When stocks rise significantly in a short period of time, investors must re-evaluate their investments; sometimes stocks get ahead of themselves, and the risk/reward relationship gets out of whack for that very reason. Let’s evaluate two companies that have seen their stock prices rise to 52-week highs.
Badger Daylighting Ltd. (TSX:BAD)
In 2016, non-oil and gas revenue increased 21%, while oil and gas revenue decreased a whopping 34%. Importantly, revenues from non-oil and gas accounted for 75% of total revenue versus 45% in 2013. The stock has reacted very favourably to this fact and has increased 61% in the last year, driving valuations up to P/E multiples of over 44 times. Nevertheless, revenue growth has been flat recently.
While I believe that the company deserves a premium valuation, this valuation is beginning to look excessive.
A caveat to this, however, is that if, in fact, the oil and gas sector recovers in any meaningful way any time soon, the company’s earnings will rise very quickly and work to bring the multiple down without a meaningful decrease in the stock price.
Badger Daylighting is a well-run company with a history of high margins and strong returns on equity. At this point, it represents a good diversified play in the industrial sector as it offers services for a broad range of infrastructure-related industries, including the oil and gas industry, petro-chemical plants, power plants and other large industrial facilities in North America.
While I believe that the stock is vulnerable due to its high valuation, I also believe that it is a great long-term holding.
Canadian Tire Corporation Limited (TSX:CTC.A)

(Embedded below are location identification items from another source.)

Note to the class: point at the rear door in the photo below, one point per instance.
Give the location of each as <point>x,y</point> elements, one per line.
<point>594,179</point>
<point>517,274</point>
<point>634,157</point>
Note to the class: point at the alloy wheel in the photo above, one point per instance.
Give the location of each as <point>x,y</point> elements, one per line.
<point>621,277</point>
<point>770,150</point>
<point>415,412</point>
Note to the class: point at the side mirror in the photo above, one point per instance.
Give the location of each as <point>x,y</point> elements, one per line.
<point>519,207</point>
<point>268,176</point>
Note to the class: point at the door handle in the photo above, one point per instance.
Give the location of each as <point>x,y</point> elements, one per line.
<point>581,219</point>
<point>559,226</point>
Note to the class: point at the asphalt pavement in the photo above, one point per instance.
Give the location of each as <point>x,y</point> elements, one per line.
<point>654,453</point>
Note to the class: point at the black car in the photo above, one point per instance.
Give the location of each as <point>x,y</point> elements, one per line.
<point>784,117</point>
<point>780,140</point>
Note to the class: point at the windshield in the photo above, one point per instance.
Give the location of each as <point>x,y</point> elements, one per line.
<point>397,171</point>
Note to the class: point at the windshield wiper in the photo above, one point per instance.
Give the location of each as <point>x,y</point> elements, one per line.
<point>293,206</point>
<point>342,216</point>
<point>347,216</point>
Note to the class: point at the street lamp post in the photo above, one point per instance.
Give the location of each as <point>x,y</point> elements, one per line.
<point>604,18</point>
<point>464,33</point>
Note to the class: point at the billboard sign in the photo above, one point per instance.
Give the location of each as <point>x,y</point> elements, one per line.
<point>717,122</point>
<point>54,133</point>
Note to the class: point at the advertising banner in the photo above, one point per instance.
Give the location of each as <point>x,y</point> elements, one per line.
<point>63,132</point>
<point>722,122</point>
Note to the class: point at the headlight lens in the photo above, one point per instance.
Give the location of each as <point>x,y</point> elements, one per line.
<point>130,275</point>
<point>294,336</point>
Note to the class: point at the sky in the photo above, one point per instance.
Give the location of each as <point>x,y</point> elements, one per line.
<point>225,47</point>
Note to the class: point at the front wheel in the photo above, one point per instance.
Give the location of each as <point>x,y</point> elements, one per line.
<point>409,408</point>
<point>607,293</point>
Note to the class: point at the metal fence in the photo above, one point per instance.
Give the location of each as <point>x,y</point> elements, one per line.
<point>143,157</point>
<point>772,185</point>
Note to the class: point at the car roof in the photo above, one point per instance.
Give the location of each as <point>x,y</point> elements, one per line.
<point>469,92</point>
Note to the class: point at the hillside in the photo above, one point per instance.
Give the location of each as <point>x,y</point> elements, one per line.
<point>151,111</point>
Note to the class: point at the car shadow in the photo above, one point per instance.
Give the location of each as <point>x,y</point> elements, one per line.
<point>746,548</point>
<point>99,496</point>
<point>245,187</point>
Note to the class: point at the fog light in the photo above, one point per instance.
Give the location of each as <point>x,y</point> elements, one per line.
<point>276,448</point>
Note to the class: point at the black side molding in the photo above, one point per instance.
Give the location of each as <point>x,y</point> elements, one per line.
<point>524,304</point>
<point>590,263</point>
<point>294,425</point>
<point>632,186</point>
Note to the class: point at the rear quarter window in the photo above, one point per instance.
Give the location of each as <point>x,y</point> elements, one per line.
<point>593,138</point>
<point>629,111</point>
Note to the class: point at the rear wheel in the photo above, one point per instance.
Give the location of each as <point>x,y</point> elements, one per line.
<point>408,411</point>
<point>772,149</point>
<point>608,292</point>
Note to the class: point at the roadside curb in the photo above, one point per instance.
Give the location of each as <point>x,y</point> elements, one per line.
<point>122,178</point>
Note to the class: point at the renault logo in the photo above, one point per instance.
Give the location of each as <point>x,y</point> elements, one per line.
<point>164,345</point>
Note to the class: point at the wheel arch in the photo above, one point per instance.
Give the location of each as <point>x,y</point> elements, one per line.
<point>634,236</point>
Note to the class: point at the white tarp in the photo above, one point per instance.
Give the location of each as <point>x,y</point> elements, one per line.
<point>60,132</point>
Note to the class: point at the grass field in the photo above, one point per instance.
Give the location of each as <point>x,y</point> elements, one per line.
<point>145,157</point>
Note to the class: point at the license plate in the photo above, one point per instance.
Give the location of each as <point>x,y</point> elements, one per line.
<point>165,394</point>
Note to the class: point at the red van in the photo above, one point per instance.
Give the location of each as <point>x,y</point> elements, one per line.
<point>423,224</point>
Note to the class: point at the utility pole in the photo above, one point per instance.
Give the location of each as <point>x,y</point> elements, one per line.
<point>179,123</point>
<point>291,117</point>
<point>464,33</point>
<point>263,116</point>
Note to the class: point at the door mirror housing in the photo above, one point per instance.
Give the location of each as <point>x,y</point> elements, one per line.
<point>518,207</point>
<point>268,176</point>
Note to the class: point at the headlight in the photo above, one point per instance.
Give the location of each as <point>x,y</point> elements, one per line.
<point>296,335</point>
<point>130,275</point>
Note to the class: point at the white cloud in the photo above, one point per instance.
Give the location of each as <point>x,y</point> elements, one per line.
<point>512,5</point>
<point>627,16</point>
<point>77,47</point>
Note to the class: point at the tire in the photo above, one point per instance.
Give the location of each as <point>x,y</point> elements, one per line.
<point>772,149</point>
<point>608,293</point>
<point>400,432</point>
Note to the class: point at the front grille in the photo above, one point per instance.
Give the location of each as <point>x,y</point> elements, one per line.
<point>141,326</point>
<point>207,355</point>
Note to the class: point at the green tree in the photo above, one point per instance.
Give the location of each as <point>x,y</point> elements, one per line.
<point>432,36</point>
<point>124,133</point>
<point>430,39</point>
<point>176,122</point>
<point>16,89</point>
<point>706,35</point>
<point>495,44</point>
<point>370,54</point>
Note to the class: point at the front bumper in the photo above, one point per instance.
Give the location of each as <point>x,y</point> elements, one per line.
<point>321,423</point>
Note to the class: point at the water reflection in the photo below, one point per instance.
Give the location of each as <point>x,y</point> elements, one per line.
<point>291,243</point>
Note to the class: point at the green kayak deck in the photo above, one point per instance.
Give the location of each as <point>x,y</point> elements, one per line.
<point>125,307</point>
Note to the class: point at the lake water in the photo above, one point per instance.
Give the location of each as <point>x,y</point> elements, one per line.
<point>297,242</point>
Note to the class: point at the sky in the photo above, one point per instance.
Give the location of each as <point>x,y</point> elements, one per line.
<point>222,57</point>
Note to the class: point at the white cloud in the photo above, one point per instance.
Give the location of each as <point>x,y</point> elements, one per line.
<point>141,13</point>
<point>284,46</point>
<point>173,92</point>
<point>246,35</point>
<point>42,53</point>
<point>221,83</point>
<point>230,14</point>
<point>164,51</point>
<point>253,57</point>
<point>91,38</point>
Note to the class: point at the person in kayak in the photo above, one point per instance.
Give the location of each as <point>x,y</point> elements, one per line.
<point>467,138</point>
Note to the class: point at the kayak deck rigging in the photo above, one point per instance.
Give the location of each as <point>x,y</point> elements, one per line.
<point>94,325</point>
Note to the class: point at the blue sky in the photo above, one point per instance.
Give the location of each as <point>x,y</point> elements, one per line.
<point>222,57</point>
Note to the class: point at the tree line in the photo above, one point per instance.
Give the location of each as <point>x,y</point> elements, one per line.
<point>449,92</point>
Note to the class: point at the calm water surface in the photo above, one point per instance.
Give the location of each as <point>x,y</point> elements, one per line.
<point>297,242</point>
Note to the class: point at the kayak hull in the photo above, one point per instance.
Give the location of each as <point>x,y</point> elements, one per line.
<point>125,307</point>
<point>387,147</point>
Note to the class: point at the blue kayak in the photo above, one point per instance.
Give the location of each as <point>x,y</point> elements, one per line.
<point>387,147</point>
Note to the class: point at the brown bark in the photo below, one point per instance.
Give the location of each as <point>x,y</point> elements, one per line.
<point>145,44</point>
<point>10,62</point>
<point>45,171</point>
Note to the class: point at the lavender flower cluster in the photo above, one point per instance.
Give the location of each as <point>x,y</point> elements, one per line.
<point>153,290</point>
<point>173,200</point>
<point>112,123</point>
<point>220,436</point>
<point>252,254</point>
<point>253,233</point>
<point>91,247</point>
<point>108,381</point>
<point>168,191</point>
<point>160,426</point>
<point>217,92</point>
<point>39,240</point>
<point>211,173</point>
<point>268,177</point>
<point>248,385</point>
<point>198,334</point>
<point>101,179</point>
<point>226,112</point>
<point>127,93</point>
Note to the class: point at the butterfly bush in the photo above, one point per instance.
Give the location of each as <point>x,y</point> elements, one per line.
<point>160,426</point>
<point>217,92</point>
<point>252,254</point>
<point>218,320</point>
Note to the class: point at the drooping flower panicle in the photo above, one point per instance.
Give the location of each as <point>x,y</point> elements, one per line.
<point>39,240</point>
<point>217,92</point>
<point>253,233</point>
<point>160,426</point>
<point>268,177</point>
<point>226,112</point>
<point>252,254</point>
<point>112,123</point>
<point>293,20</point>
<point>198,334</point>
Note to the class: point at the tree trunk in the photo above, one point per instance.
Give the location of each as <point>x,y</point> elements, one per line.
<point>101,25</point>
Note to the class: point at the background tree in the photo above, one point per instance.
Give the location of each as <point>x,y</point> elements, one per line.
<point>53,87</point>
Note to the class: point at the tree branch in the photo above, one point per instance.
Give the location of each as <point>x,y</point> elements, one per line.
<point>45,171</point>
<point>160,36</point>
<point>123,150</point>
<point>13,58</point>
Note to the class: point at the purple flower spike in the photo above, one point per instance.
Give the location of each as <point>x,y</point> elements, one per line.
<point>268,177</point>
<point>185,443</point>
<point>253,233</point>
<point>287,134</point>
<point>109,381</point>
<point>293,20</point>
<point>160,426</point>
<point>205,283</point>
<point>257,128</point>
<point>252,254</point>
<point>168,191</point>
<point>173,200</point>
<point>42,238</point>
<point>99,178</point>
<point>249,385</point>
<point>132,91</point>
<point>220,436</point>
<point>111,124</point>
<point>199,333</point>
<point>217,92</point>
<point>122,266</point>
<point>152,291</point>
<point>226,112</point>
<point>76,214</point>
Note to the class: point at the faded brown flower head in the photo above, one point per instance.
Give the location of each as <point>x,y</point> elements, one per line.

Successful retailers are making it in an environment where others are forced into bankruptcy and struggling with mounting losses. Target Corporation left Canada a couple of years back, and now Sears Canada Inc. seems to be on its way out; losses have continued to mount, and the company expects an awful fourth quarter 2016. Canadian Tire is surviving and thriving in this environment, and this says a lot about the company and its prospects going forward.
The competitive environment for Canadian Tire has improved due to the fact that store closures have removed competitors and left the remaining retailers capturing a larger share of consumers’ dollars, including Canadian Tire.
The company’s same-store-sales growth has been exceptional, and the latest quarter (the fourth quarter of 2016) was no exception.
Same-store sales at the Canadian Tire banner stores increased a very healthy 8.1%. Same-store sales at Mark’s Work Warehouse increased 10.6%. And same-store sales at FGL Sports increased 5.1%. In addition, Canadian Tire has grown its EPS from $7.02 per share in 2013 to $9.22 in 2016. In 2016, EPS increased 11.3%, and based on consensus expectations, 2017 EPS will increase 9.5%.
It is worth noting that the company has beat expectations in all of the last four quarters. The stock has a one-year return of 22% and trades at a P/E ratio of 17.4 times. I think the company still has good upside.